Overwrought
November 16, 2008 American Politics, Freedom of Speech 1 CommentBy Dalwhinnie
Peter Hitchens, the Christian and conservative brother of the propagandist of atheism, had these doleful thoughts on the election of Obama. He was in Washington DC, at the time, crossing from the white area into the Spanish and black zones.
“As I walked, I crossed another of Washington’s secret frontiers. There had been a few white people blowing car horns and shouting, as the result became clear. But among the Mexicans, Salvadorans and the other Third World nationalities, there was something like ecstasy.
“They grasped the real significance of this moment. They knew it meant that America had finally switched sides in a global cultural war. Forget the Cold War, or even the Iraq War. The United States, having for the most part a deeply conservative people, had until now just about stood out against many of the mistakes which have ruined so much of the rest of the world.
“Suspicious of welfare addiction, feeble justice and high taxes, totally committed to preserving its own national sovereignty, unabashedly Christian in a world part secular and part Muslim, suspicious of the Great Global Warming panic, it was unique.
“These strengths had been fading for some time, mainly due to poorly controlled mass immigration and to the march of political correctness.
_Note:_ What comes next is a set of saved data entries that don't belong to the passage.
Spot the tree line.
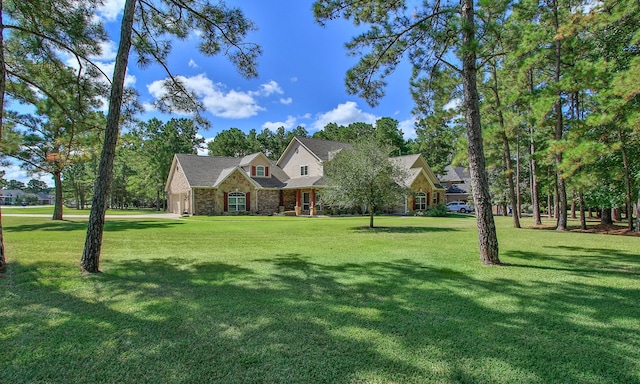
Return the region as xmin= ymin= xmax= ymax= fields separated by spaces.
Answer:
xmin=0 ymin=0 xmax=638 ymax=272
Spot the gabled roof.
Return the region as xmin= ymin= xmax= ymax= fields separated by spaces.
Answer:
xmin=0 ymin=189 xmax=25 ymax=197
xmin=174 ymin=154 xmax=241 ymax=187
xmin=169 ymin=154 xmax=288 ymax=190
xmin=239 ymin=152 xmax=266 ymax=167
xmin=392 ymin=154 xmax=445 ymax=190
xmin=277 ymin=136 xmax=352 ymax=165
xmin=440 ymin=165 xmax=471 ymax=184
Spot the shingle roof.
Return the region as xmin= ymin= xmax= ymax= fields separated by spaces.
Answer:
xmin=283 ymin=176 xmax=325 ymax=189
xmin=175 ymin=154 xmax=288 ymax=189
xmin=439 ymin=165 xmax=470 ymax=183
xmin=296 ymin=137 xmax=352 ymax=162
xmin=391 ymin=154 xmax=421 ymax=171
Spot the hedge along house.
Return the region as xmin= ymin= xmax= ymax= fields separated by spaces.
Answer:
xmin=165 ymin=136 xmax=445 ymax=216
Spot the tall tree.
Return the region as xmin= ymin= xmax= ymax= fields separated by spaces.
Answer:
xmin=323 ymin=140 xmax=408 ymax=228
xmin=137 ymin=118 xmax=204 ymax=209
xmin=5 ymin=60 xmax=105 ymax=220
xmin=0 ymin=0 xmax=104 ymax=270
xmin=81 ymin=0 xmax=261 ymax=272
xmin=207 ymin=127 xmax=250 ymax=157
xmin=314 ymin=0 xmax=500 ymax=264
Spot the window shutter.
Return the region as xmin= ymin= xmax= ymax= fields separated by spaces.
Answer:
xmin=265 ymin=167 xmax=269 ymax=177
xmin=251 ymin=166 xmax=256 ymax=176
xmin=427 ymin=193 xmax=430 ymax=207
xmin=224 ymin=192 xmax=228 ymax=212
xmin=246 ymin=192 xmax=250 ymax=211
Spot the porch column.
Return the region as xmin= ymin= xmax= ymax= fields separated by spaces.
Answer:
xmin=310 ymin=189 xmax=316 ymax=215
xmin=295 ymin=189 xmax=301 ymax=215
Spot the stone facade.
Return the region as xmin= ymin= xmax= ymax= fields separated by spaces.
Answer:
xmin=256 ymin=190 xmax=280 ymax=215
xmin=194 ymin=188 xmax=216 ymax=216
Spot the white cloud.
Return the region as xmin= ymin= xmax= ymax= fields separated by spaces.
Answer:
xmin=280 ymin=97 xmax=293 ymax=105
xmin=262 ymin=115 xmax=297 ymax=131
xmin=290 ymin=77 xmax=298 ymax=83
xmin=312 ymin=101 xmax=377 ymax=130
xmin=443 ymin=98 xmax=462 ymax=111
xmin=3 ymin=163 xmax=53 ymax=186
xmin=97 ymin=0 xmax=125 ymax=22
xmin=197 ymin=134 xmax=212 ymax=156
xmin=256 ymin=80 xmax=283 ymax=96
xmin=398 ymin=118 xmax=417 ymax=140
xmin=146 ymin=74 xmax=289 ymax=119
xmin=188 ymin=59 xmax=199 ymax=68
xmin=90 ymin=40 xmax=118 ymax=61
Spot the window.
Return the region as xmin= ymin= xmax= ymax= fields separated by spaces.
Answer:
xmin=415 ymin=192 xmax=426 ymax=210
xmin=433 ymin=193 xmax=438 ymax=204
xmin=300 ymin=165 xmax=308 ymax=176
xmin=228 ymin=192 xmax=246 ymax=212
xmin=256 ymin=166 xmax=265 ymax=177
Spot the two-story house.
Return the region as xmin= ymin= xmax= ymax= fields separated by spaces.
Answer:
xmin=165 ymin=136 xmax=445 ymax=216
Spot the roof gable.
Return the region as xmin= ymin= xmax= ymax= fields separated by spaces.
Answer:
xmin=277 ymin=136 xmax=352 ymax=165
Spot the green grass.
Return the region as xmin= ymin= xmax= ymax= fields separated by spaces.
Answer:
xmin=1 ymin=214 xmax=638 ymax=383
xmin=1 ymin=206 xmax=167 ymax=215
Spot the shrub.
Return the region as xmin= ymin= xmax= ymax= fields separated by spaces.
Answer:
xmin=425 ymin=203 xmax=449 ymax=217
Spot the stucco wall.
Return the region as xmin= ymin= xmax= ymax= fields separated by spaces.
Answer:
xmin=279 ymin=141 xmax=323 ymax=179
xmin=167 ymin=161 xmax=192 ymax=214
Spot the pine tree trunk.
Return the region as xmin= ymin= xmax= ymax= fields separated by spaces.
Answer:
xmin=52 ymin=171 xmax=64 ymax=220
xmin=490 ymin=63 xmax=520 ymax=228
xmin=81 ymin=0 xmax=136 ymax=273
xmin=579 ymin=192 xmax=587 ymax=230
xmin=0 ymin=3 xmax=7 ymax=272
xmin=552 ymin=0 xmax=568 ymax=231
xmin=619 ymin=130 xmax=633 ymax=231
xmin=461 ymin=0 xmax=499 ymax=265
xmin=529 ymin=107 xmax=541 ymax=226
xmin=632 ymin=187 xmax=640 ymax=235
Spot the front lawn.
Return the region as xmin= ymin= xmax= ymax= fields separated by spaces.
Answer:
xmin=1 ymin=206 xmax=168 ymax=215
xmin=1 ymin=215 xmax=638 ymax=383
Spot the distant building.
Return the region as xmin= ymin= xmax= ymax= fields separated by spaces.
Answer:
xmin=439 ymin=165 xmax=471 ymax=203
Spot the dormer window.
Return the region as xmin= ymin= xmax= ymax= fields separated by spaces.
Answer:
xmin=251 ymin=165 xmax=269 ymax=177
xmin=300 ymin=165 xmax=308 ymax=176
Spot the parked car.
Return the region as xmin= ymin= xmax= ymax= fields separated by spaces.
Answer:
xmin=446 ymin=201 xmax=474 ymax=213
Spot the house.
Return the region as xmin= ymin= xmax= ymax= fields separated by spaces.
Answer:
xmin=439 ymin=165 xmax=472 ymax=203
xmin=0 ymin=189 xmax=25 ymax=205
xmin=165 ymin=136 xmax=445 ymax=216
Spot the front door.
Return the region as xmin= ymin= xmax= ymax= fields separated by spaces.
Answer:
xmin=302 ymin=192 xmax=310 ymax=213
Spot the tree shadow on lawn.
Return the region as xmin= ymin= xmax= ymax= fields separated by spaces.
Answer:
xmin=3 ymin=255 xmax=638 ymax=383
xmin=504 ymin=245 xmax=639 ymax=276
xmin=6 ymin=219 xmax=184 ymax=233
xmin=349 ymin=226 xmax=459 ymax=233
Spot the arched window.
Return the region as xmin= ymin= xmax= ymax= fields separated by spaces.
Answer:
xmin=256 ymin=165 xmax=265 ymax=177
xmin=228 ymin=192 xmax=246 ymax=212
xmin=415 ymin=192 xmax=426 ymax=210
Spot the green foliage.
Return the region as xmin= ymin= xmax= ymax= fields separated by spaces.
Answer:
xmin=208 ymin=125 xmax=309 ymax=160
xmin=426 ymin=202 xmax=449 ymax=217
xmin=5 ymin=179 xmax=26 ymax=190
xmin=323 ymin=140 xmax=408 ymax=227
xmin=25 ymin=179 xmax=49 ymax=194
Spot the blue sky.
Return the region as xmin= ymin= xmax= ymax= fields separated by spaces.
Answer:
xmin=6 ymin=0 xmax=419 ymax=185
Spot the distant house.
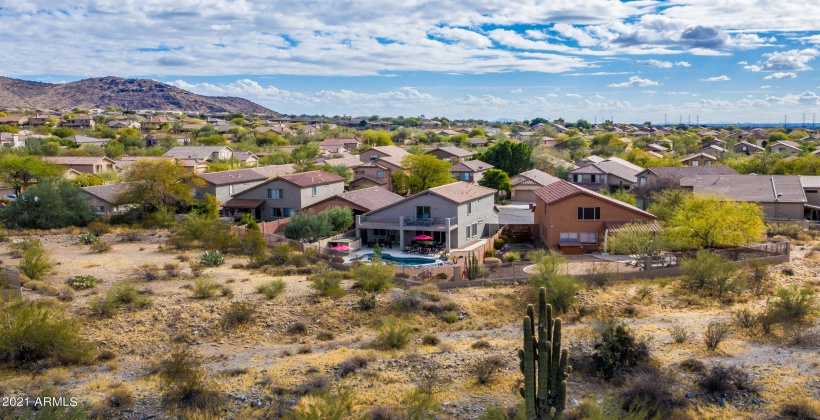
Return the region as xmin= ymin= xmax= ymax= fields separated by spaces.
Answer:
xmin=80 ymin=183 xmax=129 ymax=217
xmin=800 ymin=176 xmax=820 ymax=221
xmin=163 ymin=146 xmax=234 ymax=162
xmin=28 ymin=114 xmax=60 ymax=127
xmin=319 ymin=138 xmax=361 ymax=153
xmin=466 ymin=137 xmax=490 ymax=147
xmin=679 ymin=152 xmax=718 ymax=167
xmin=533 ymin=180 xmax=656 ymax=253
xmin=427 ymin=146 xmax=473 ymax=162
xmin=350 ymin=161 xmax=394 ymax=191
xmin=44 ymin=156 xmax=118 ymax=175
xmin=510 ymin=169 xmax=562 ymax=202
xmin=451 ymin=160 xmax=493 ymax=184
xmin=733 ymin=141 xmax=765 ymax=155
xmin=633 ymin=165 xmax=738 ymax=209
xmin=233 ymin=151 xmax=259 ymax=167
xmin=223 ymin=170 xmax=345 ymax=221
xmin=699 ymin=144 xmax=727 ymax=157
xmin=61 ymin=114 xmax=95 ymax=129
xmin=303 ymin=186 xmax=404 ymax=217
xmin=680 ymin=174 xmax=806 ymax=220
xmin=574 ymin=155 xmax=606 ymax=168
xmin=358 ymin=146 xmax=408 ymax=163
xmin=568 ymin=157 xmax=643 ymax=192
xmin=770 ymin=140 xmax=802 ymax=155
xmin=0 ymin=114 xmax=28 ymax=125
xmin=107 ymin=119 xmax=141 ymax=130
xmin=195 ymin=164 xmax=295 ymax=205
xmin=0 ymin=132 xmax=23 ymax=148
xmin=68 ymin=135 xmax=110 ymax=147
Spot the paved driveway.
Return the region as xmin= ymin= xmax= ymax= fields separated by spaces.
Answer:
xmin=496 ymin=201 xmax=534 ymax=224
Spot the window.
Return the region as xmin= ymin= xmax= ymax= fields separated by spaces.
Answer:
xmin=312 ymin=186 xmax=317 ymax=196
xmin=193 ymin=190 xmax=201 ymax=198
xmin=467 ymin=202 xmax=472 ymax=215
xmin=638 ymin=177 xmax=646 ymax=187
xmin=807 ymin=190 xmax=818 ymax=193
xmin=283 ymin=208 xmax=294 ymax=217
xmin=573 ymin=174 xmax=580 ymax=182
xmin=370 ymin=154 xmax=379 ymax=161
xmin=267 ymin=188 xmax=283 ymax=199
xmin=559 ymin=232 xmax=578 ymax=243
xmin=590 ymin=174 xmax=597 ymax=183
xmin=577 ymin=207 xmax=601 ymax=220
xmin=377 ymin=171 xmax=384 ymax=178
xmin=416 ymin=206 xmax=431 ymax=218
xmin=271 ymin=208 xmax=283 ymax=218
xmin=691 ymin=160 xmax=699 ymax=167
xmin=460 ymin=172 xmax=470 ymax=181
xmin=98 ymin=206 xmax=105 ymax=212
xmin=741 ymin=146 xmax=748 ymax=152
xmin=472 ymin=223 xmax=478 ymax=237
xmin=579 ymin=232 xmax=597 ymax=244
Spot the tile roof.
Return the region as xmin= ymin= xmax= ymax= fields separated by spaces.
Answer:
xmin=329 ymin=186 xmax=404 ymax=212
xmin=512 ymin=169 xmax=562 ymax=187
xmin=222 ymin=198 xmax=266 ymax=208
xmin=233 ymin=151 xmax=258 ymax=161
xmin=44 ymin=156 xmax=115 ymax=165
xmin=163 ymin=146 xmax=232 ymax=159
xmin=799 ymin=176 xmax=820 ymax=189
xmin=679 ymin=152 xmax=718 ymax=162
xmin=199 ymin=168 xmax=268 ymax=186
xmin=322 ymin=157 xmax=365 ymax=169
xmin=451 ymin=160 xmax=493 ymax=172
xmin=278 ymin=170 xmax=345 ymax=187
xmin=361 ymin=146 xmax=408 ymax=158
xmin=533 ymin=180 xmax=656 ymax=218
xmin=771 ymin=140 xmax=801 ymax=150
xmin=320 ymin=138 xmax=360 ymax=146
xmin=429 ymin=146 xmax=473 ymax=158
xmin=570 ymin=160 xmax=641 ymax=183
xmin=81 ymin=183 xmax=128 ymax=203
xmin=680 ymin=174 xmax=806 ymax=203
xmin=68 ymin=135 xmax=109 ymax=144
xmin=428 ymin=181 xmax=497 ymax=204
xmin=640 ymin=166 xmax=738 ymax=180
xmin=251 ymin=164 xmax=295 ymax=178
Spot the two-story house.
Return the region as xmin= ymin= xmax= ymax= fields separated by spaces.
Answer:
xmin=450 ymin=160 xmax=493 ymax=183
xmin=223 ymin=170 xmax=345 ymax=221
xmin=680 ymin=174 xmax=806 ymax=220
xmin=355 ymin=182 xmax=498 ymax=252
xmin=44 ymin=156 xmax=118 ymax=175
xmin=510 ymin=169 xmax=561 ymax=202
xmin=770 ymin=140 xmax=802 ymax=155
xmin=533 ymin=180 xmax=657 ymax=253
xmin=80 ymin=183 xmax=130 ymax=217
xmin=632 ymin=166 xmax=738 ymax=209
xmin=163 ymin=146 xmax=234 ymax=162
xmin=568 ymin=157 xmax=643 ymax=192
xmin=679 ymin=152 xmax=718 ymax=167
xmin=195 ymin=164 xmax=295 ymax=205
xmin=427 ymin=146 xmax=473 ymax=162
xmin=61 ymin=114 xmax=95 ymax=129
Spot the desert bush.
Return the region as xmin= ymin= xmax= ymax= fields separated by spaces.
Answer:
xmin=290 ymin=386 xmax=356 ymax=419
xmin=337 ymin=355 xmax=369 ymax=377
xmin=358 ymin=293 xmax=377 ymax=311
xmin=331 ymin=256 xmax=344 ymax=264
xmin=777 ymin=398 xmax=820 ymax=420
xmin=436 ymin=272 xmax=449 ymax=280
xmin=678 ymin=358 xmax=706 ymax=373
xmin=373 ymin=317 xmax=413 ymax=350
xmin=106 ymin=384 xmax=136 ymax=408
xmin=316 ymin=331 xmax=334 ymax=341
xmin=69 ymin=275 xmax=101 ymax=290
xmin=256 ymin=279 xmax=286 ymax=299
xmin=484 ymin=257 xmax=503 ymax=270
xmin=493 ymin=238 xmax=505 ymax=250
xmin=158 ymin=345 xmax=222 ymax=410
xmin=288 ymin=321 xmax=308 ymax=335
xmin=119 ymin=229 xmax=141 ymax=242
xmin=142 ymin=206 xmax=175 ymax=229
xmin=79 ymin=232 xmax=97 ymax=244
xmin=620 ymin=367 xmax=685 ymax=417
xmin=669 ymin=324 xmax=690 ymax=343
xmin=0 ymin=298 xmax=92 ymax=366
xmin=189 ymin=261 xmax=204 ymax=278
xmin=681 ymin=251 xmax=743 ymax=300
xmin=283 ymin=210 xmax=334 ymax=242
xmin=89 ymin=296 xmax=117 ymax=318
xmin=353 ymin=261 xmax=394 ymax=293
xmin=108 ymin=282 xmax=151 ymax=308
xmin=590 ymin=317 xmax=652 ymax=381
xmin=220 ymin=302 xmax=256 ymax=329
xmin=191 ymin=278 xmax=220 ymax=299
xmin=421 ymin=334 xmax=440 ymax=346
xmin=308 ymin=271 xmax=345 ymax=297
xmin=703 ymin=321 xmax=731 ymax=351
xmin=767 ymin=285 xmax=819 ymax=325
xmin=238 ymin=228 xmax=266 ymax=258
xmin=442 ymin=310 xmax=459 ymax=323
xmin=201 ymin=250 xmax=225 ymax=267
xmin=168 ymin=214 xmax=238 ymax=252
xmin=504 ymin=251 xmax=521 ymax=262
xmin=485 ymin=249 xmax=496 ymax=258
xmin=698 ymin=364 xmax=757 ymax=394
xmin=87 ymin=221 xmax=111 ymax=236
xmin=9 ymin=237 xmax=44 ymax=258
xmin=528 ymin=251 xmax=581 ymax=312
xmin=163 ymin=263 xmax=180 ymax=278
xmin=472 ymin=340 xmax=492 ymax=350
xmin=471 ymin=355 xmax=506 ymax=385
xmin=19 ymin=246 xmax=54 ymax=279
xmin=746 ymin=259 xmax=771 ymax=295
xmin=136 ymin=264 xmax=162 ymax=281
xmin=90 ymin=239 xmax=112 ymax=253
xmin=635 ymin=283 xmax=653 ymax=302
xmin=731 ymin=307 xmax=759 ymax=330
xmin=584 ymin=263 xmax=613 ymax=289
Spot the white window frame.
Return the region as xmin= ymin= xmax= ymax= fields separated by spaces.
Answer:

They had also been weakened by the failure of America’s conservative party – the Republicans – to fight on the cultural and moral fronts.
“They preferred to posture on the world stage. Scared of confronting Left-wing teachers and sexual revolutionaries at home, they could order soldiers to be brave on their behalf in far-off deserts. And now the US, like Britain before it, has begun the long slow descent into the Third World. How sad. Where now is our last best hope on Earth?”
I wish I could say with complete assurance that this was not so, that Peter Hitchens is entirely mistaken. Yet I cannot agree that this truly describes the situation. Power shifts from party to party in transitions that are felt to be momentous at the time. Obama’s election may may mark such a decades-long shift to the Democrats. On the other hand he may be the Hoover and not the Franklin Rooselvelt.
Obama has inherited a mess. But the European banking system is in far deeper difficulties. The US banking system fell under the malign influence of a ratio of bad debt to GDP of 6%. I have heard tales that many European countries have ratios of bad debt to GDP of 30, 40 and even 80%. If this be true, and I see no reason to doubt my informant, then terrible times are in store for the enxt several years as these delayed fuze bombs explode, and governments react with inflationary measures.
As to confronting left wing professors, it is difficult to see how it could be done without a thought-control commission and explicitly politcal firings, which, however welcome, might just as well threaten conservatives. (Vide Ezra Levant’s struggles with the Alberta Human Rights Commission). And sexual revolutionaries are not worth shutting down political liberties for either. Liberal society – one governed by rational discourse – will survive Obama as it has survived Bush.